Un récit d’une morosité extrême, dans lequel le narrateur dépeint son quotidien routinier, essentiellement professionnel, et sa solitude profonde, qu’il dit avoir choisie mais qui constitue aussi pour lui une source de souffrance. Cette solitude, surtout affective, ne peut être comblée par les cigarettes, les multiples rencontres sexuelles que fait le narrateur, depuis vingt ans (il dit être âgé de 46 ans) dans une backroom aussi glauque que possible.
Il faut attendre les trois derniers chapitres de ce bref récit (85 pages) pour que la dimension autobiographique prenne un peu de hauteur et apporte aussi une certaine consistance à ce récit au bout du compte bien narcissique. Car ce narrateur ne suscite aucune sympathie particulière : peu de personnes trouvent grâce à ses yeux, son lien avec ses proches n’est qu’effleuré (malgré le dernier chapitre, intéressant mais quelque peu nébuleux), il a la dent bien dure pour ses frères humains, gays ou pas.

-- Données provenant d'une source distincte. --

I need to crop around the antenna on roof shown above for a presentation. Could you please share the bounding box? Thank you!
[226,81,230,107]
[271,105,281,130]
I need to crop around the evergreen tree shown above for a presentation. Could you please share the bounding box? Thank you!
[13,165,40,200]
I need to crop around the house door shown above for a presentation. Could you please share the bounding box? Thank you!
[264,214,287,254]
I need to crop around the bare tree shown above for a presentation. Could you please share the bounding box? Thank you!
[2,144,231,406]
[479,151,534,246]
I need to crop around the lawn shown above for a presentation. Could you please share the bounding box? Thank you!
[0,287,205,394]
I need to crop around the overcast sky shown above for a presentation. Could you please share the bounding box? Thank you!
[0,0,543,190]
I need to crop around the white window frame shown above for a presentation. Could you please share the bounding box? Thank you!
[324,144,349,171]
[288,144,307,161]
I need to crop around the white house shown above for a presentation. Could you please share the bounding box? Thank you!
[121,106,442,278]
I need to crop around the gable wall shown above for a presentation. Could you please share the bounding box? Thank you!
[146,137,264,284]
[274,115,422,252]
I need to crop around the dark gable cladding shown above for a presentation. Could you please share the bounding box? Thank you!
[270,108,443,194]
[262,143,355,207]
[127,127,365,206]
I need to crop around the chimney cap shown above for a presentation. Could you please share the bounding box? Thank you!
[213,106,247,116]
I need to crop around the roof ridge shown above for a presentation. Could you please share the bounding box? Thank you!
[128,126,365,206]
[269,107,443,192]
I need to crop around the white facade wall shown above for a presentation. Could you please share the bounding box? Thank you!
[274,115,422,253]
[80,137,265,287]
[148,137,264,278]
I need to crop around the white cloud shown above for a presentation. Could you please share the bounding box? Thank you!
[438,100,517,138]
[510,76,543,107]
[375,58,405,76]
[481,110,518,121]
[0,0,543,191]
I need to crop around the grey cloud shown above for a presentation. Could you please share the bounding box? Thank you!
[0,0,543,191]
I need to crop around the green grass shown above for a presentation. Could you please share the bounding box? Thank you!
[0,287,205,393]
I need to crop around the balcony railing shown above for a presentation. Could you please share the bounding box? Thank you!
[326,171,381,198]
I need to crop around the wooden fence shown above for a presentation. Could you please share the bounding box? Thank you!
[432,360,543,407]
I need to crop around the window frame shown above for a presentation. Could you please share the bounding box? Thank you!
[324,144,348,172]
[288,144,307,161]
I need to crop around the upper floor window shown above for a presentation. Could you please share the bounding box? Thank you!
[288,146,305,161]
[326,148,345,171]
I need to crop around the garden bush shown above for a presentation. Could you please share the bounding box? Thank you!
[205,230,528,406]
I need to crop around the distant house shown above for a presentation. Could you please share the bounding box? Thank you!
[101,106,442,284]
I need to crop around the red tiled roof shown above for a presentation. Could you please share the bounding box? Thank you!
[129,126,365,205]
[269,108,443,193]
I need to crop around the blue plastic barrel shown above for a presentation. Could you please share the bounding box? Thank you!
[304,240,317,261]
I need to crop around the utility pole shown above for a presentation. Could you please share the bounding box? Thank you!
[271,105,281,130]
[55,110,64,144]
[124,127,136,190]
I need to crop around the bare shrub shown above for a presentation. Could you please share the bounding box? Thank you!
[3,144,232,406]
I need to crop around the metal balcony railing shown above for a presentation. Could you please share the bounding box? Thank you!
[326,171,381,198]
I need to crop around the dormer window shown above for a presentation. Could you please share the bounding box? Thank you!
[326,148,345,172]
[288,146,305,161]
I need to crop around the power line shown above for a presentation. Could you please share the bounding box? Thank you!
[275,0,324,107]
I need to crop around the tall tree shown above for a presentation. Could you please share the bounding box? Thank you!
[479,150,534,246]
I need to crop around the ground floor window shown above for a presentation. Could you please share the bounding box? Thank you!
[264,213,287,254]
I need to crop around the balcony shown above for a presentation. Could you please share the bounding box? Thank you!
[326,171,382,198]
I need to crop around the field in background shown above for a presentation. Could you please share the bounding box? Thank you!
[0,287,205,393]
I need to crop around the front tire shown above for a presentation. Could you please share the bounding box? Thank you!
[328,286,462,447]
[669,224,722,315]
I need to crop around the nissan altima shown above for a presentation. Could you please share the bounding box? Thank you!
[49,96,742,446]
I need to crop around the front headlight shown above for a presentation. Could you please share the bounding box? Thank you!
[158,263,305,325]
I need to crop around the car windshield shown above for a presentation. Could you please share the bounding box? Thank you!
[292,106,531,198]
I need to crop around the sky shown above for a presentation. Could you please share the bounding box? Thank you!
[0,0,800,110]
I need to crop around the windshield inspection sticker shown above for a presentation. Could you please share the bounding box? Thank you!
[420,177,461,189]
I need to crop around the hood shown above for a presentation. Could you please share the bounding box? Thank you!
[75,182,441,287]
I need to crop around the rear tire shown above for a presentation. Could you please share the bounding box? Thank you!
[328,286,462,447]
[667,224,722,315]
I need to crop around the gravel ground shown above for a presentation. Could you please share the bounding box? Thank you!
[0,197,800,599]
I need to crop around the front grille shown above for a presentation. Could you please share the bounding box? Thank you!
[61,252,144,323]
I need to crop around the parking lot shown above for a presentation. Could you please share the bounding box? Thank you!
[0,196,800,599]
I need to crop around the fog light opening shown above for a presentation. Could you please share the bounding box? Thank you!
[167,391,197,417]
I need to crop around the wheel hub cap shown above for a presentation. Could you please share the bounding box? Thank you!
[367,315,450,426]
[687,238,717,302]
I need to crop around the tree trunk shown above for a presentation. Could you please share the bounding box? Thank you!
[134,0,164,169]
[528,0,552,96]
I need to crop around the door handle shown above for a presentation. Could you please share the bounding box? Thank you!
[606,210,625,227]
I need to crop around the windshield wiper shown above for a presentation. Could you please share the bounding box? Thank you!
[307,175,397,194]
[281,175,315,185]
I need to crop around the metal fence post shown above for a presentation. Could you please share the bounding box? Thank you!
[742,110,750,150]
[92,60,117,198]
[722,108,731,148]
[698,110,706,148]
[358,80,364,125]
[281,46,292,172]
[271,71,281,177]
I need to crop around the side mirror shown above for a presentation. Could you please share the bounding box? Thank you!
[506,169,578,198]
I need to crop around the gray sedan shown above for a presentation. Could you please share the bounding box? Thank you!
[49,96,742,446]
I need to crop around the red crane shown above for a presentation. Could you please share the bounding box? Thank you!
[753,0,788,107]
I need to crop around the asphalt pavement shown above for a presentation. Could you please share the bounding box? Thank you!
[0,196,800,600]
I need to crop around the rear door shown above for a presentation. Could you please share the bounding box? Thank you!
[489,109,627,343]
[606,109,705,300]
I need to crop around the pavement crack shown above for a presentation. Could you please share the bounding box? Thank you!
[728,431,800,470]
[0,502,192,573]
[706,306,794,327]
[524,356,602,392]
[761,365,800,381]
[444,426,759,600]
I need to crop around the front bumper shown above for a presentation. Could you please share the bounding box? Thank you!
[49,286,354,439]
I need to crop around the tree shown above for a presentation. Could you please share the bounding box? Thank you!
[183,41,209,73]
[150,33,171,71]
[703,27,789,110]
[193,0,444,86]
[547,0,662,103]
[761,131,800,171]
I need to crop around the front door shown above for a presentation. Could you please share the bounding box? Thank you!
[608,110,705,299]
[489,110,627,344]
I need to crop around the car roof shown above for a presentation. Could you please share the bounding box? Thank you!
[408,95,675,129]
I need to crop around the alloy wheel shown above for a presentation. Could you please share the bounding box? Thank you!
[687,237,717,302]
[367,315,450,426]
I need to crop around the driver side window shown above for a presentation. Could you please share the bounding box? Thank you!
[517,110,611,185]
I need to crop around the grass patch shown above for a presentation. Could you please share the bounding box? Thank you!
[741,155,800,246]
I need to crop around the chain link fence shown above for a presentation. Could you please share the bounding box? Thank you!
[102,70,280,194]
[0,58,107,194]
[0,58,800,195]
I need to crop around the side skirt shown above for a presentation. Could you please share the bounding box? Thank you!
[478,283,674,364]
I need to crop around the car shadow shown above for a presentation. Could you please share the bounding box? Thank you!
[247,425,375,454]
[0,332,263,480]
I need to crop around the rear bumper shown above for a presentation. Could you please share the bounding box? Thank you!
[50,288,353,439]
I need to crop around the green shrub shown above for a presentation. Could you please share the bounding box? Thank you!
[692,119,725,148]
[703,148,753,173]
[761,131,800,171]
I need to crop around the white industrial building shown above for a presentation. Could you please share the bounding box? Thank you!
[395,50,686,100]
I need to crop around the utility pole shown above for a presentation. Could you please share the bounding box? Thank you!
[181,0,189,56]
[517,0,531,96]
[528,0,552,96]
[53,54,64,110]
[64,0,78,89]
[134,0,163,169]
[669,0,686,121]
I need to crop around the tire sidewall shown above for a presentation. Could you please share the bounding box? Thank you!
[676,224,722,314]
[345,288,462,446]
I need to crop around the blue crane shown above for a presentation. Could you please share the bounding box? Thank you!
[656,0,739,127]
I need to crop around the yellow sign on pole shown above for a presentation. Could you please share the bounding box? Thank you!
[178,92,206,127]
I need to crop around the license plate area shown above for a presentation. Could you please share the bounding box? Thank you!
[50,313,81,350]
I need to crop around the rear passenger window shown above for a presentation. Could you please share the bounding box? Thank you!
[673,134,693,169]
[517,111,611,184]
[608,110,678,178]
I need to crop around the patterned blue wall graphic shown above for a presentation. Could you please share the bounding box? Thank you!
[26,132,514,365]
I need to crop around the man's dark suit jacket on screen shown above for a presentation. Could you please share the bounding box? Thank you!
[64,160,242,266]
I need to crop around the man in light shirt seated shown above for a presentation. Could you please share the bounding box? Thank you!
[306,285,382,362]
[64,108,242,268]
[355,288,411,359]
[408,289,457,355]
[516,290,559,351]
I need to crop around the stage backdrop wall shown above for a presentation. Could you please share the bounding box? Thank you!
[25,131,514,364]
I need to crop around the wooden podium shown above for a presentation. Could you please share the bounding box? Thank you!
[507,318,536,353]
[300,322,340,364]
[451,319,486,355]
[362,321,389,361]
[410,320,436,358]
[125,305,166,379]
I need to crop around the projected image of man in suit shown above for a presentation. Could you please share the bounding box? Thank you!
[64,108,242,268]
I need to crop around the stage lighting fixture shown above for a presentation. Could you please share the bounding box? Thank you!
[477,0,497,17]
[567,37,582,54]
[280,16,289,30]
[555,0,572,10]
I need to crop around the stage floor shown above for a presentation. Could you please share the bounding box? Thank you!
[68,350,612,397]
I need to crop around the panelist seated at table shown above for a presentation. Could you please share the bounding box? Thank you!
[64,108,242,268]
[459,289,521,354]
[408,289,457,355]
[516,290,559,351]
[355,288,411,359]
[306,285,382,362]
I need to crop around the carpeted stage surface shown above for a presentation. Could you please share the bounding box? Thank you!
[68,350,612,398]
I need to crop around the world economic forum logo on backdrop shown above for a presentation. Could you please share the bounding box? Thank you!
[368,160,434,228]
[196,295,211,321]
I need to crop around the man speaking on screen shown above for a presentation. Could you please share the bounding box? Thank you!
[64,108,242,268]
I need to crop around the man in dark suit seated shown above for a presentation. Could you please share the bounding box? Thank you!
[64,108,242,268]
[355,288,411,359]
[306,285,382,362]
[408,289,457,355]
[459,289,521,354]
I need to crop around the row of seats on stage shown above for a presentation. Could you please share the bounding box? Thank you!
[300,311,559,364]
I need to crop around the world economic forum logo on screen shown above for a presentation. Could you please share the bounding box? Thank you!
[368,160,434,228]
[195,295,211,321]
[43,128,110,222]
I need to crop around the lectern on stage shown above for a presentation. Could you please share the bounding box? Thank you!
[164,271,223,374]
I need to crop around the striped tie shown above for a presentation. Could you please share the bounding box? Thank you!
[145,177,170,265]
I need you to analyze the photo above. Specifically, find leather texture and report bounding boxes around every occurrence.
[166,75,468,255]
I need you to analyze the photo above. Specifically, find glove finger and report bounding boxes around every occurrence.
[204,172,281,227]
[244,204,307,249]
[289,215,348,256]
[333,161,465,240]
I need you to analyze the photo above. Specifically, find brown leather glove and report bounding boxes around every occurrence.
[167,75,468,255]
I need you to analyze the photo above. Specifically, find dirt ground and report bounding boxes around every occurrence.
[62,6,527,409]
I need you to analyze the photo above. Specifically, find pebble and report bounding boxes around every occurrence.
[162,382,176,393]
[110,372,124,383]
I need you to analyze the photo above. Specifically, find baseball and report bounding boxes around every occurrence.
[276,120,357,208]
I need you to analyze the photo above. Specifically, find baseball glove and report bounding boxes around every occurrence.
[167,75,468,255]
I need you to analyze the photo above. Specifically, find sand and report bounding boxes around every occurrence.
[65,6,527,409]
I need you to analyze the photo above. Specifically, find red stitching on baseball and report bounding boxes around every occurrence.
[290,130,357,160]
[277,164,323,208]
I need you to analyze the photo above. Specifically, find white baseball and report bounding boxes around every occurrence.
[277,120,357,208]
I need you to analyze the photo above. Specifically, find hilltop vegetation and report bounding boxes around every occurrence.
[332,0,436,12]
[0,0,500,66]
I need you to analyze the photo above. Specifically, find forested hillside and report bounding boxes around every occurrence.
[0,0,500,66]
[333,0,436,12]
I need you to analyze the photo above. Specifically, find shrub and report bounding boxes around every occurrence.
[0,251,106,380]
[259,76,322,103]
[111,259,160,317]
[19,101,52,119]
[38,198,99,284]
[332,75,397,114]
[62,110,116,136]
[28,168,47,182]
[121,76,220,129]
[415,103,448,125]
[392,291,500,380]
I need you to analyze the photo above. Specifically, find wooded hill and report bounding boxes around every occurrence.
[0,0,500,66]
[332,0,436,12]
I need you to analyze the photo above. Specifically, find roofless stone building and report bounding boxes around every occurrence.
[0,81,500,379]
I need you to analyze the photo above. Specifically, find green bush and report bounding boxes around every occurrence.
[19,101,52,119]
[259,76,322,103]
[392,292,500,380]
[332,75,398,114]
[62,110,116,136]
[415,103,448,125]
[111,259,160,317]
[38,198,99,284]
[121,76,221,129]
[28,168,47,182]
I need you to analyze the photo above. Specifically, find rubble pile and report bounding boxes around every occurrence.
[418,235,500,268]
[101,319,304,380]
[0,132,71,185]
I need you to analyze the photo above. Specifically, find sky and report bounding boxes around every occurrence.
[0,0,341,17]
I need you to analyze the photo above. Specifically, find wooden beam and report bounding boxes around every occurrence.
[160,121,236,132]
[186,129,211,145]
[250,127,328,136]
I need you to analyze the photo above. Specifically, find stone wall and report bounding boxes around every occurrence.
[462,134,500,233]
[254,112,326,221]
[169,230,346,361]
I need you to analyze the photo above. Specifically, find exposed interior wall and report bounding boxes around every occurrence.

L’auteur, lui, a sûrement les capacités pour réaliser un vrai travail d’écriture, mais il ne le fait quasiment pas, se contentant la plupart du temps de reproduire le langage oral de tous les jours, avec un recours systématique à un registre de langue familier et vulgaire. « Quelle vie de merde », écrit-il page 20, et c’est vrai que ce qu’il propose ne fait vraiment pas envie – sauf si l’on est attiré par une certaine veine naturaliste.
Reste l’orthographe, et là, c’est un festival : il y a plus de 100 fautes dans ce récit, ce qui témoigne d’une désinvolture vraiment décomplexée. Le philosophe Alain estimait que « l’orthographe est de respect ; c’est une sorte de politesse. » Hélas …
Chronique bien intéressante sur ce livre qui semble sortir de l’habituel. L’avant dernière citation donne bien le ton désenchanté et montre là une belle écriture, même si, à l’occasion, il se glisse dans l’ensemble du texte quelques erreurs et défauts de ponctuation. J’aime beaucoup « le pays chimérique du sexe instantané » que nous offre notre excellent chroniqueur! (On voit bien là l’écrivain.) Un texte court et intense… à lire donc peut-être?
Je pense qu’il te plairait bien, Dominique!